8. Au surplus, s’agissant des conclusions aux fins d’injonction, il résulte de l’instruction que M. A a été reconnu prioritaire par une décision de la commission de médiation du 24 mai 2023. Par une ordonnance n° 2308734 rendue le 5 octobre 2023, le magistrat désigné du tribunal administratif de Montreuil a constaté que M. A n’avait reçu aucune offre de logement et a enjoint au préfet de la Seine-Saint-Denis d’assurer son logement sous astreinte de 50 euros par jour de retard à compter du 1er novembre 2023. Par la requête introductive, M. A demande au tribunal d’enjoindre au préfet de la Seine-Saint-Denis de lui présenter une offre de logement. Ces conclusions présentées, de même nature que celles qui ont été précédemment soumises et jugées par le tribunal, sont manifestement irrecevables et ne peuvent, par suite, qu’être rejetées.
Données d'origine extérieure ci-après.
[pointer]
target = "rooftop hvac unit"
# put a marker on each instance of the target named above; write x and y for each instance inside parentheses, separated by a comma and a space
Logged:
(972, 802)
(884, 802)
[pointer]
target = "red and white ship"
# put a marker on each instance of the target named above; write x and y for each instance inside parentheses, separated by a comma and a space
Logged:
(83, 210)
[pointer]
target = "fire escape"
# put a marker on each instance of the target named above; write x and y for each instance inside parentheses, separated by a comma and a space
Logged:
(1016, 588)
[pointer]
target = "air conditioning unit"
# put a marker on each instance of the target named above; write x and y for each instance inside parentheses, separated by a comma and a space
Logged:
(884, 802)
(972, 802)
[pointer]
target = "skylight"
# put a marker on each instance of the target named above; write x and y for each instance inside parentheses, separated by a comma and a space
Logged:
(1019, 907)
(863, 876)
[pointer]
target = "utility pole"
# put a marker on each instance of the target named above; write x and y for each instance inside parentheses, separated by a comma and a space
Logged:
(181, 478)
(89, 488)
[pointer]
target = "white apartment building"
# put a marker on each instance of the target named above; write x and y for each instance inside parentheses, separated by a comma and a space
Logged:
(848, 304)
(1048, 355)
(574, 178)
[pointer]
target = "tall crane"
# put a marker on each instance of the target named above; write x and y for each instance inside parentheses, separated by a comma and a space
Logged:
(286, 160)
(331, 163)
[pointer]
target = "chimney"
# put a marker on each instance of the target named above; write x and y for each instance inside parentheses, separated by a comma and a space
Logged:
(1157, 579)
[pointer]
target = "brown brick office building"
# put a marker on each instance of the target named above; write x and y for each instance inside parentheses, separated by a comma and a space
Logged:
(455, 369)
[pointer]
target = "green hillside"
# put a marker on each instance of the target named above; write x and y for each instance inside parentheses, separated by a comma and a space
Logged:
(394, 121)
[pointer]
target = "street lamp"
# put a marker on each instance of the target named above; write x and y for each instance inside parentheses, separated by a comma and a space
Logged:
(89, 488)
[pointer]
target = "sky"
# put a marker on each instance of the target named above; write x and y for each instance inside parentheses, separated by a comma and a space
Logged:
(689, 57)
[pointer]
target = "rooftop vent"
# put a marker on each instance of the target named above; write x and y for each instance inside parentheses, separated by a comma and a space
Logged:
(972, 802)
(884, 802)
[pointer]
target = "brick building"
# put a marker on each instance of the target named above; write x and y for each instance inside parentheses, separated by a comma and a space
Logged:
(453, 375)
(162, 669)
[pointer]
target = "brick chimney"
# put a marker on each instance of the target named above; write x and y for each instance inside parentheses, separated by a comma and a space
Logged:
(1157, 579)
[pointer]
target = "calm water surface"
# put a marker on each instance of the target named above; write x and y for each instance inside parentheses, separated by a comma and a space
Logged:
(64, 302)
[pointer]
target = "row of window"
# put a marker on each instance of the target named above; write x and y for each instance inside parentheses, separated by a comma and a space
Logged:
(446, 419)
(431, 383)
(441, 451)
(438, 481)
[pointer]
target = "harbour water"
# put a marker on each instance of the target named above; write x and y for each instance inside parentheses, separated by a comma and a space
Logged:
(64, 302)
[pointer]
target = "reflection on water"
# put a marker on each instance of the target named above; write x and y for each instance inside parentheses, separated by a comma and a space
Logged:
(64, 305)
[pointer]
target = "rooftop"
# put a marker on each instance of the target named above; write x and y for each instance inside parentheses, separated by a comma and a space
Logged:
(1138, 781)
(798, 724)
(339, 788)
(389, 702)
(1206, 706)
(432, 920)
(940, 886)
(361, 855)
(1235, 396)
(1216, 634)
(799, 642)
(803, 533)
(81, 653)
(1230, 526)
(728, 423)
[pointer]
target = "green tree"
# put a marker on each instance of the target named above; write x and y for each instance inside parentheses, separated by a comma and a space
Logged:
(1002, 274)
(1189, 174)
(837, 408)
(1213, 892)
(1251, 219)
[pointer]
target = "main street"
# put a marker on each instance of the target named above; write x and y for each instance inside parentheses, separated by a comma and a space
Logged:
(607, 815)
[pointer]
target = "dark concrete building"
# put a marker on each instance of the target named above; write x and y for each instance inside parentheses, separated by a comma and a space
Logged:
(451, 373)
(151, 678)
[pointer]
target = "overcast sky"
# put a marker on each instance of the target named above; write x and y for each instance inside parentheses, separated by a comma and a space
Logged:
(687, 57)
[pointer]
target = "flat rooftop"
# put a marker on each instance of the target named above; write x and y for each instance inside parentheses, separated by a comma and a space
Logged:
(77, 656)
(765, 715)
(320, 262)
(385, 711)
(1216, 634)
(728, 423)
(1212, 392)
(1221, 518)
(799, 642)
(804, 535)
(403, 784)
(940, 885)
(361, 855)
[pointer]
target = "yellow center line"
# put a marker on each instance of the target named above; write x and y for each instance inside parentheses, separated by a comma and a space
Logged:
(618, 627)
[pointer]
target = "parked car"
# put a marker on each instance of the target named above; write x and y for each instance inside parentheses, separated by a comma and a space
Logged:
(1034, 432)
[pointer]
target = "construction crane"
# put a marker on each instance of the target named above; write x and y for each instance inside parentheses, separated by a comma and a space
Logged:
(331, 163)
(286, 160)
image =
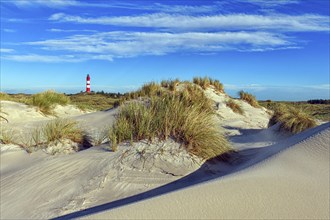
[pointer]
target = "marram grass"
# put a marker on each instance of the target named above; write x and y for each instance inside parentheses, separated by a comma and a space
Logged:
(59, 129)
(235, 107)
(249, 98)
(45, 101)
(179, 116)
(292, 120)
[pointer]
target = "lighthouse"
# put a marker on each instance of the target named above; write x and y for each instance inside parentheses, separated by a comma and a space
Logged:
(88, 84)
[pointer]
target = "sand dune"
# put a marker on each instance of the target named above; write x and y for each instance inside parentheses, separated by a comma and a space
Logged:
(293, 184)
(271, 176)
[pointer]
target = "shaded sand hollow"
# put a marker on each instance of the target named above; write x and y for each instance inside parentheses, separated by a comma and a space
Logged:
(272, 175)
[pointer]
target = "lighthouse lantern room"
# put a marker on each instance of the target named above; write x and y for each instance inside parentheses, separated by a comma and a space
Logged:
(88, 84)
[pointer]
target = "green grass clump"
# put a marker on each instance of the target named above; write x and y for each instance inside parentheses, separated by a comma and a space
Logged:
(4, 96)
(249, 98)
(202, 82)
(170, 84)
(235, 107)
(149, 89)
(293, 120)
(60, 129)
(205, 82)
(176, 116)
(45, 101)
(7, 136)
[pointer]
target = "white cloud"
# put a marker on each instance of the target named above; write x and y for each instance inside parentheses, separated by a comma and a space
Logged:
(8, 30)
(69, 30)
(47, 3)
(129, 44)
(6, 50)
(271, 3)
(238, 22)
(55, 59)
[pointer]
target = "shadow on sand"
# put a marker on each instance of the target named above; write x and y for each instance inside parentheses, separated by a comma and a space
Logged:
(212, 169)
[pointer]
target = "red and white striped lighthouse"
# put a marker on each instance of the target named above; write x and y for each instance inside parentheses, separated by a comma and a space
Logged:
(88, 84)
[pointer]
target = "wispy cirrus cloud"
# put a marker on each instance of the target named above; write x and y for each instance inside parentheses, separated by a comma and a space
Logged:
(271, 3)
(69, 30)
(154, 7)
(7, 30)
(120, 44)
(278, 22)
(72, 58)
(6, 50)
(129, 44)
(47, 3)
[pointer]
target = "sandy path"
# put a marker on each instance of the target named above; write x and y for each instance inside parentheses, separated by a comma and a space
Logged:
(293, 184)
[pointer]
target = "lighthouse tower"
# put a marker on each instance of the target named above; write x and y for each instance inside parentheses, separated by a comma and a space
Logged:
(88, 84)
9. Il résulte de tout ce qui précède que la requête de M. A doit être rejetée en application du 4°) de l’article R. 222-1 du code de justice administrative.
O R D O N N E :
Article 1er : La requête de M. A est rejetée.
Article 2 : La présente ordonnance sera notifiée à M. B A et au ministre de l’aménagement du territoire et de la décentralisation.
Copie en sera adressée au préfet de la Seine-Saint-Denis.
Fait à Montreuil, le 24 mars 2025.
Le président de la 8ème chambre,
L. Gauchard
La République mande et ordonne au ministre de l’aménagement du territoire et de la décentralisation, en ce qui le concerne ou à tous commissaires de justice à ce requis en ce qui concerne les voies de droit commun, contre les parties privées, de pourvoir à l’exécution de la présente décision.